Dari perspektif provinsi, Rizka Adhiswara, ST, Analis Konservasi Energi Dinas ESDM Jawa Barat, menyampaikan bahwa Jawa Barat memiliki potensi energi bersih hingga 192 GW, namun baru dimanfaatkan sekitar 2%. “Meski menjadi provinsi dengan pemanfaatan EBT tertinggi, Jawa Barat juga masih menjadi penyumbang energi fosil terbesar di Indonesia. Karena itu, pemerintah terus mendorong inisiatif pembangunan EBT di berbagai daerah dengan target bauran 20% pada 2025,” jelasnya.

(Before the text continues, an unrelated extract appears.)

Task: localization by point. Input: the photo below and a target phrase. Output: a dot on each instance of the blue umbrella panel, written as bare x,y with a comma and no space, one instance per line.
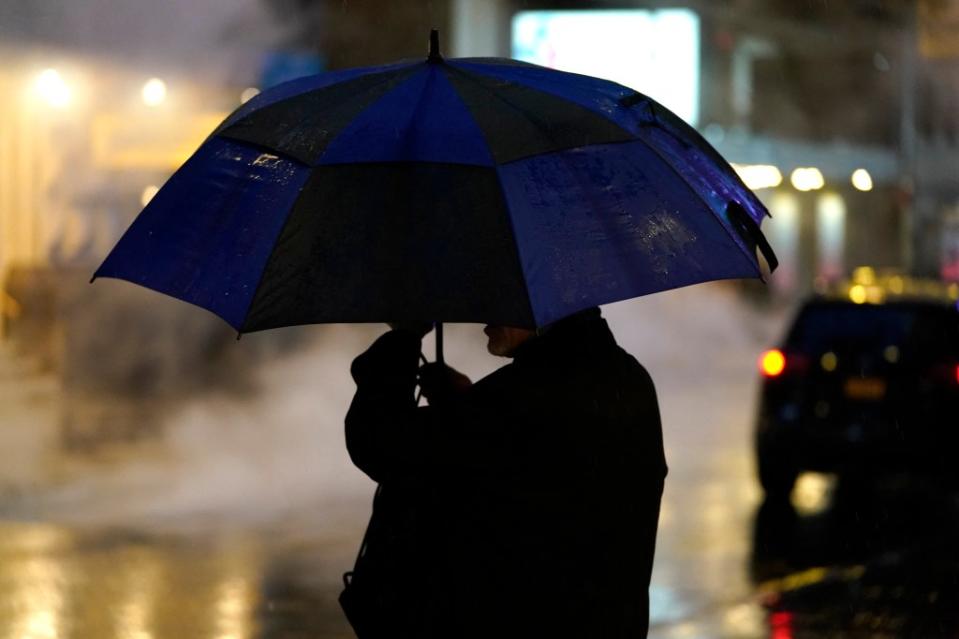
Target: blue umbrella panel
465,190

Sebagai penutup, Maryati Abdullah dari Ford Foundation menegaskan pentingnya komitmen bersama. “Penurunan emisi sesuai Paris Agreement harus diwujudkan melalui transisi dari energi berbasis batu bara ke energi terbarukan. Proses ini perlu dikondisikan di berbagai level, dari pusat hingga daerah, serta ditopang oleh ekosistem pendanaan yang mudah diakses dan memberikan manfaat ekonomi,” pungkasnya.

Kolaborasi lintas sektor di tingkat lokal dan nasional diharapkan mampu menjawab hambatan yang dihadapi kelompok rentan, sehingga mereka dapat mengakses pendanaan inklusif untuk merespon krisis iklim. Selain sumber publik, pendanaan dari sektor swasta melalui program CSR dan lembaga keuangan juga berpotensi menjadi solusi, misalnya dengan menyediakan produk keuangan atau skema pembiayaan bagi teknologi ramah lingkungan skala rumah tangga maupun komunal. Hal tersebut telah dicontohkan secara nyata oleh PT. Insight Investment Management yang bekerja sama dengan Rumah Energi di proyek ProWomen-2 di Lombok Tengah dalam pembiayaan instalasi energi terbarukan Pembangkit Listrik Tenaga Surya (PLTS), yang dimanfaatkan Kelompok Wanita Tani (KWT) untuk usaha pengolahan kopi.
Pertemuan kelembagaan seperti lokakarya ini diharapkan memperkuat strategi pemerintah daerah dengan memastikan keterlibatan perempuan bukan hanya sebagai penerima manfaat, tetapi juga aktor utama transisi energi berkeadilan. Dengan menjadikan adaptasi dan mitigasi krisis iklim sebagai investasi hijau, setiap lembaga dapat berkontribusi pada perbaikan lingkungan sekaligus peningkatan kesejahteraan masyarakat desa yang paling rentan terhadap dampak krisis iklim.